High-resolution 3D shape measurement on specular surfaces by fringe reflection

Abstract

Accurate 3D shape measurement is of big importance for industrial inspection. Because of the robustness, accuracy and ease of use optical measurement techniques are gaining importance in industry. For fast 3D measurements on big surfaces fringe projection is commonly used: A projector projects fringes onto the object under investigation and the scattered light is recorded by a camera from a triangulation angle. Thus, it is possible reaching a depth resolution of about one by 10.000 of the measurement field size (e.g. 100 μm for a 1 m sized field). For non- or low scattering objects it is common to put scattering material like particle spray onto the object under investigation. Objects where this is not allowed are often regarded as problematic objects for full field non-coherent optical measurement techniques. The solution is to switch from fringe projection to fringe reflection. The fringe reflection technique needs a simple setup to evaluate a fringe pattern that is reflected from the surface under investigation. Like for fringe projection the evaluated absolute phase identifies the location of the originating fringe. This allows identifying the reflection angles on the object for every camera pixel. The results are high resolution local gradients on the object which can be integrated to get the 3D shape.
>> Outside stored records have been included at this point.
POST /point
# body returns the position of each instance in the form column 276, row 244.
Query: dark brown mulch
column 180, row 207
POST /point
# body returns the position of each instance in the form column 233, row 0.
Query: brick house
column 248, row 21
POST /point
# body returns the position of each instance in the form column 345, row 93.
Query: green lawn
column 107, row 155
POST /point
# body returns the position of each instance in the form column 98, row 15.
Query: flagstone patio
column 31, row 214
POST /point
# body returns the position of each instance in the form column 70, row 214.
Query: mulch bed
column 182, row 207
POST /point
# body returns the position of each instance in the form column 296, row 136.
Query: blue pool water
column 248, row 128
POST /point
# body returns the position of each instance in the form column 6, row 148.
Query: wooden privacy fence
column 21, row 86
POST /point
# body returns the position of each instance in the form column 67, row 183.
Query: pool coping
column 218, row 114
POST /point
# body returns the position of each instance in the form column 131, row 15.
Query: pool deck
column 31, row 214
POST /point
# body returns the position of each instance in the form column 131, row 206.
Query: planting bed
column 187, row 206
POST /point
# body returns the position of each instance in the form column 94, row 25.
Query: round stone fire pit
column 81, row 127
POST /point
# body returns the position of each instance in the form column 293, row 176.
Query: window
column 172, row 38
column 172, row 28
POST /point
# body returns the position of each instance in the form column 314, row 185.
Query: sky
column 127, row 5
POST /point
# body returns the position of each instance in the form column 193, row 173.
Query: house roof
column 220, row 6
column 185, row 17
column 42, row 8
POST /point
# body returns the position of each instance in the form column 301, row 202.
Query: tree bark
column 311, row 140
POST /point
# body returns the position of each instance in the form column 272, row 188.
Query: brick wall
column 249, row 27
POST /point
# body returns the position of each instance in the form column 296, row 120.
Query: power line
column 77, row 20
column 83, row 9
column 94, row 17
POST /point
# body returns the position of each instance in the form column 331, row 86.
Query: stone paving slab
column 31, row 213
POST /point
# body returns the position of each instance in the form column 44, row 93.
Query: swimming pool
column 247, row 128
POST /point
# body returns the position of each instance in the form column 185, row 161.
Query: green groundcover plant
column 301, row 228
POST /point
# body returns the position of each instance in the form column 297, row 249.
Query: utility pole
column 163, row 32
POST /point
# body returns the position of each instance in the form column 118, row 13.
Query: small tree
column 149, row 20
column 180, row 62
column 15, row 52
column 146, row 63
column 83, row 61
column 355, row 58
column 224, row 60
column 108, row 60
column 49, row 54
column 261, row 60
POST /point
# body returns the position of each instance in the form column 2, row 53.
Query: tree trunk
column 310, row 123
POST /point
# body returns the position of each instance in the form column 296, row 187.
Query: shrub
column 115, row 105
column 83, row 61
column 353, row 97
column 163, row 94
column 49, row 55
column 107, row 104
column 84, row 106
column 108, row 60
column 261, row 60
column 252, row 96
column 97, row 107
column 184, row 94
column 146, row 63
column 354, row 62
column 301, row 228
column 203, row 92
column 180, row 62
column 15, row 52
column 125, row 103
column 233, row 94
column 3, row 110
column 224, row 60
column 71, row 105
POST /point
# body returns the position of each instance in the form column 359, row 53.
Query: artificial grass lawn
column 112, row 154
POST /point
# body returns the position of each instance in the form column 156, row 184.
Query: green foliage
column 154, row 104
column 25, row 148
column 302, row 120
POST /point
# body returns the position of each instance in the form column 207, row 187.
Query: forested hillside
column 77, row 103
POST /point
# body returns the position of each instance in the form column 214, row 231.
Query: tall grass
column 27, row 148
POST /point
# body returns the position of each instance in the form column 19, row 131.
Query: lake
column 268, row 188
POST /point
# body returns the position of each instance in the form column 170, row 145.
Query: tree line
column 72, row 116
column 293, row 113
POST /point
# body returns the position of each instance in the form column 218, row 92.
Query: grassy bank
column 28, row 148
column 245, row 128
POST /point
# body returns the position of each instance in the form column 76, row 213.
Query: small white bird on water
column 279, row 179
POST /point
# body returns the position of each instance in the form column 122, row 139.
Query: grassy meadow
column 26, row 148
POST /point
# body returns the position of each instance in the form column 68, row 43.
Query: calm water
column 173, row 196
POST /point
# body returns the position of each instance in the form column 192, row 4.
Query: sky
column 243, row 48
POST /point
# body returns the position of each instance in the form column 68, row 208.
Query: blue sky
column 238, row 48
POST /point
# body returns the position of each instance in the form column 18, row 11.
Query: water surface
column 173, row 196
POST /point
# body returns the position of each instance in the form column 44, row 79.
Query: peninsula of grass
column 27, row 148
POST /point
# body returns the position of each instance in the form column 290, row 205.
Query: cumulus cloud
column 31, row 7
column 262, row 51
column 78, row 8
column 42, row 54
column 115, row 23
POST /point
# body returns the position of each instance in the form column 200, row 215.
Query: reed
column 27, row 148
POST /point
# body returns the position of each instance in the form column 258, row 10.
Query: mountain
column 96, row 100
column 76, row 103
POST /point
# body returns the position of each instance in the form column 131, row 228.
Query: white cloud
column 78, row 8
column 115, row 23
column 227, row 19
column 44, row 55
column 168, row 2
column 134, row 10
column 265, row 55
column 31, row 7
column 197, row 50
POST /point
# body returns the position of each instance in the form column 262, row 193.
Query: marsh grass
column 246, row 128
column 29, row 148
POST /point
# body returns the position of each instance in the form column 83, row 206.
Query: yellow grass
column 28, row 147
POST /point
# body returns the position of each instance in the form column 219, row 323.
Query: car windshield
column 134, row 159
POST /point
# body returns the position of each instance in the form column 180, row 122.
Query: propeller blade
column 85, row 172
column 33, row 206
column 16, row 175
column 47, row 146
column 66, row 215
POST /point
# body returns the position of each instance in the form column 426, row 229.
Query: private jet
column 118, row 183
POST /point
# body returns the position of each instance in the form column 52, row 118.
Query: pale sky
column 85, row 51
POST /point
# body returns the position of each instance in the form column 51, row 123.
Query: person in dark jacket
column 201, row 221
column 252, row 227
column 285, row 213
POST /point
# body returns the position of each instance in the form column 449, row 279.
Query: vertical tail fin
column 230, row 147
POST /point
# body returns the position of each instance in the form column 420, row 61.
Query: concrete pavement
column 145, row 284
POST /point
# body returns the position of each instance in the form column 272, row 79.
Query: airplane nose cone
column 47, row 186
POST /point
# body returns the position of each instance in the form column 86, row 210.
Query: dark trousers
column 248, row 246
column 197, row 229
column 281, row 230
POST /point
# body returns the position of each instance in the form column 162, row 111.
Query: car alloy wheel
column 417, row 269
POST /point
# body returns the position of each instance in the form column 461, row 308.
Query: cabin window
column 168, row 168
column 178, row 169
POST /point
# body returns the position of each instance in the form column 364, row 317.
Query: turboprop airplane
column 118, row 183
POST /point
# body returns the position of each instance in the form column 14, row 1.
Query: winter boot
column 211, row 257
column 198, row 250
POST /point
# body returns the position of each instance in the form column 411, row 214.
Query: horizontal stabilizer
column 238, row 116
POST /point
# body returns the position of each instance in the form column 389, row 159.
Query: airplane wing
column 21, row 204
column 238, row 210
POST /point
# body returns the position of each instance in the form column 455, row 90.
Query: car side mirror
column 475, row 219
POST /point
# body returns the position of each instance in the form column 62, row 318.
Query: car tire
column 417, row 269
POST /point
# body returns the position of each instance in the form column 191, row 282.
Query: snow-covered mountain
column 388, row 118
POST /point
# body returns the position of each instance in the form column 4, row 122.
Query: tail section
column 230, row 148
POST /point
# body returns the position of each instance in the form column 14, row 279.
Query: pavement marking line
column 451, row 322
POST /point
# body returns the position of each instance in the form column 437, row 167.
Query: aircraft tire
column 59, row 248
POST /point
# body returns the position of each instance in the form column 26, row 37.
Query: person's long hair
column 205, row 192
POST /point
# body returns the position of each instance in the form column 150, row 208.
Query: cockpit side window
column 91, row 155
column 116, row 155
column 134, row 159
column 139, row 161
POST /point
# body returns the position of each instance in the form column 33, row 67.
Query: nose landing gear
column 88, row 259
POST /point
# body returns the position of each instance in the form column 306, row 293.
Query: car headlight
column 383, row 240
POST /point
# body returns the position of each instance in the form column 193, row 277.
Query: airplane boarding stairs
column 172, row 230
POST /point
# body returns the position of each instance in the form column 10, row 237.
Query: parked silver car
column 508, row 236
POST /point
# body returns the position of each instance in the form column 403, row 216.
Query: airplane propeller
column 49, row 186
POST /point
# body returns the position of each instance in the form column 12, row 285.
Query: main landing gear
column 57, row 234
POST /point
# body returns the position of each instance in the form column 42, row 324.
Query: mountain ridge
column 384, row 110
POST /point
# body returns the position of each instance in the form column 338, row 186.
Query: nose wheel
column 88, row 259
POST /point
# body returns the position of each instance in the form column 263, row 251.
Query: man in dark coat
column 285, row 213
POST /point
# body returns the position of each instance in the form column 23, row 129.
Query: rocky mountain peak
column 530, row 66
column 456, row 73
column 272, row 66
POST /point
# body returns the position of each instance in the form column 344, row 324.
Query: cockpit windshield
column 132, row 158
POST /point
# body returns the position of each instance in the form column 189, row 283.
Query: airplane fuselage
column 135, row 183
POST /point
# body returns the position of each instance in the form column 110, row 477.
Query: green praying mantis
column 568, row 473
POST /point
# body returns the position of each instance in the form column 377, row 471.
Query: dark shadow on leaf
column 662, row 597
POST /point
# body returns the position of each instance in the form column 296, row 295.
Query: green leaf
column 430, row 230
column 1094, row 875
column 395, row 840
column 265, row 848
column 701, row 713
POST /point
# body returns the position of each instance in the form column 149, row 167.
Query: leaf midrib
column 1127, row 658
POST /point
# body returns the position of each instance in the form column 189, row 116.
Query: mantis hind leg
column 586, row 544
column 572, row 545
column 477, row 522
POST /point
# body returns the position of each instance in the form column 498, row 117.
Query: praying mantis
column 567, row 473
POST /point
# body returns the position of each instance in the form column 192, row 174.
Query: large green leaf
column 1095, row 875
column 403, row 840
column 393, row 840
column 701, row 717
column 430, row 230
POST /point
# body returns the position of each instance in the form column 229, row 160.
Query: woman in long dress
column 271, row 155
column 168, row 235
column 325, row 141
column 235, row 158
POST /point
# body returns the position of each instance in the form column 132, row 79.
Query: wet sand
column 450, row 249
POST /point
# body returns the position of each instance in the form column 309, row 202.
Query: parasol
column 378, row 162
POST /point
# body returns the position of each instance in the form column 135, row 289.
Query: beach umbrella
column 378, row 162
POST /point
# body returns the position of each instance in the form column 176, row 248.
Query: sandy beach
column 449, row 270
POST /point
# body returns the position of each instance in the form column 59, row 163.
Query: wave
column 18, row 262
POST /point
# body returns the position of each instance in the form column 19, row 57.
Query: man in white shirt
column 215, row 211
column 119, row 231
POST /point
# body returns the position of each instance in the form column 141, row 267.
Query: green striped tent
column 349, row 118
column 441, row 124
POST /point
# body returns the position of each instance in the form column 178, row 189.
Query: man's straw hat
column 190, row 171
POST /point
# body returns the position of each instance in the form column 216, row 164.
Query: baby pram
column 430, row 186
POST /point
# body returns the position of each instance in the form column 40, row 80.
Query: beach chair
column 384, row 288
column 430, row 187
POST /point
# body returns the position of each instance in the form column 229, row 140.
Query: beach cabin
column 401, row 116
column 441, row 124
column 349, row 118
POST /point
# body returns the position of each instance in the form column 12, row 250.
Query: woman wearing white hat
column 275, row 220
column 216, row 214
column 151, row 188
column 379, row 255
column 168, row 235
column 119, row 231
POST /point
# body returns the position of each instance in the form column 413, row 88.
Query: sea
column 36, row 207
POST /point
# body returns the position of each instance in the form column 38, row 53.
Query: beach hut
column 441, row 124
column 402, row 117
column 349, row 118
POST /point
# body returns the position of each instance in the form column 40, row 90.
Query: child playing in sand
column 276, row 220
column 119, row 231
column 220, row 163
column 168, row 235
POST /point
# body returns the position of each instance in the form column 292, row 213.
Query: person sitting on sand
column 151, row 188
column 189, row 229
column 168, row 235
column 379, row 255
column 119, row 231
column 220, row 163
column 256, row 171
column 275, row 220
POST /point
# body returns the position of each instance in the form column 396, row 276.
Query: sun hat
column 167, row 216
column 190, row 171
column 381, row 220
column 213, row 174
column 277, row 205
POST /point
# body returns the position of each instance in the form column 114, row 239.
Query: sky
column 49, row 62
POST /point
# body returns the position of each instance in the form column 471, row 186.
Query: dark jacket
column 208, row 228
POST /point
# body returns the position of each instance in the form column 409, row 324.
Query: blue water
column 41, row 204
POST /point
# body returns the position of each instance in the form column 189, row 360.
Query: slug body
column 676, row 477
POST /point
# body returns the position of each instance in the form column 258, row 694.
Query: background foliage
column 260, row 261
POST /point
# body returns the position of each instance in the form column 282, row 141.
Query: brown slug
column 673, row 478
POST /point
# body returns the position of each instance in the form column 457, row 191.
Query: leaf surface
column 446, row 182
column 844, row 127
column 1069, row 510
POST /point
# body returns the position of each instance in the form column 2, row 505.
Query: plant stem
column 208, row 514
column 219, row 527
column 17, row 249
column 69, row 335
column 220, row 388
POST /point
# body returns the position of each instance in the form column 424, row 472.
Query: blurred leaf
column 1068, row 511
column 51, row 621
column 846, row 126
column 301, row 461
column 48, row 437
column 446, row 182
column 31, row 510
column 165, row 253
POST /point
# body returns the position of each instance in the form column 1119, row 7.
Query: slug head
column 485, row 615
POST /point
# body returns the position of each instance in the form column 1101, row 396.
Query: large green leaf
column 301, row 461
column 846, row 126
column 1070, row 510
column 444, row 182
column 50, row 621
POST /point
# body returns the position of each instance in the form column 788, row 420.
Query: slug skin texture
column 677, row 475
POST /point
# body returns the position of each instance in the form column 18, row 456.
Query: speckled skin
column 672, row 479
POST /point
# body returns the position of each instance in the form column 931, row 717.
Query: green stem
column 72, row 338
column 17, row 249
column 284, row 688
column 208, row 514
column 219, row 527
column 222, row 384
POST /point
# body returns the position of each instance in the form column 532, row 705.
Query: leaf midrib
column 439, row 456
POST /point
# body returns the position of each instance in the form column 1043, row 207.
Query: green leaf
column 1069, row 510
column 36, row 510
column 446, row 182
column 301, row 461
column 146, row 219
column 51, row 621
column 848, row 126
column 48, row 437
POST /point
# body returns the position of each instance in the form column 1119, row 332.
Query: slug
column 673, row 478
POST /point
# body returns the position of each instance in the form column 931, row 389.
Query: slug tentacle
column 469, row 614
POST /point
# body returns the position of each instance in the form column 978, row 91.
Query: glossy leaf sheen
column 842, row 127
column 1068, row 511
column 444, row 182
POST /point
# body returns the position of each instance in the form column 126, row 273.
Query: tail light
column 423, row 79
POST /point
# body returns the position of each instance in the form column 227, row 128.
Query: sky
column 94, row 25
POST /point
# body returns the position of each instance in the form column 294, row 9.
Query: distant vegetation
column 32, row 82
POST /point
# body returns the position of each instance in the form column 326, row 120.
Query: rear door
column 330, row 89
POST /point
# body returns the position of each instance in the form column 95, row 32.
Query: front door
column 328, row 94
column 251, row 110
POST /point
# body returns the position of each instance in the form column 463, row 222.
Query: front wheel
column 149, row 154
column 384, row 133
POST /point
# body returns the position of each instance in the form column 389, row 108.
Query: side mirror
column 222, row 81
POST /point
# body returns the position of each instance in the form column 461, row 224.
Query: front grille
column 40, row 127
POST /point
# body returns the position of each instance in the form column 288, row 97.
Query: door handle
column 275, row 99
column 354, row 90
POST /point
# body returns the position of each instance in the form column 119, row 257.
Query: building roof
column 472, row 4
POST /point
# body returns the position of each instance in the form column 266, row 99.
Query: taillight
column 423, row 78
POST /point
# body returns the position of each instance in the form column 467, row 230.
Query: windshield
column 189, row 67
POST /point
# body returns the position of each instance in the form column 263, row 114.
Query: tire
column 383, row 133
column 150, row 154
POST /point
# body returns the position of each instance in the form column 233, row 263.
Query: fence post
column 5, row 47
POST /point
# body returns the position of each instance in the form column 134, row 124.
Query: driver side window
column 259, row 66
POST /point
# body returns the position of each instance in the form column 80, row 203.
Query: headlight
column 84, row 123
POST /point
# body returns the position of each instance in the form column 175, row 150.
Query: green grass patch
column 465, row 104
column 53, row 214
The achievable depth resolution compared to fringe projection is much better and reaches to a depth resolution down to 1 nm for smooth surfaces. We have proven the ability, robustness and accuracy of the technique for various technical objects and also fluids. A parallel paper of this conference 'Evaluation Methods for Gradient Measurement Techniques' picks up further processing of the evaluated data and explains in more detail the performed calculations. This paper mainly concentrates on the fringe reflection principle, reachable resolution and possible applications.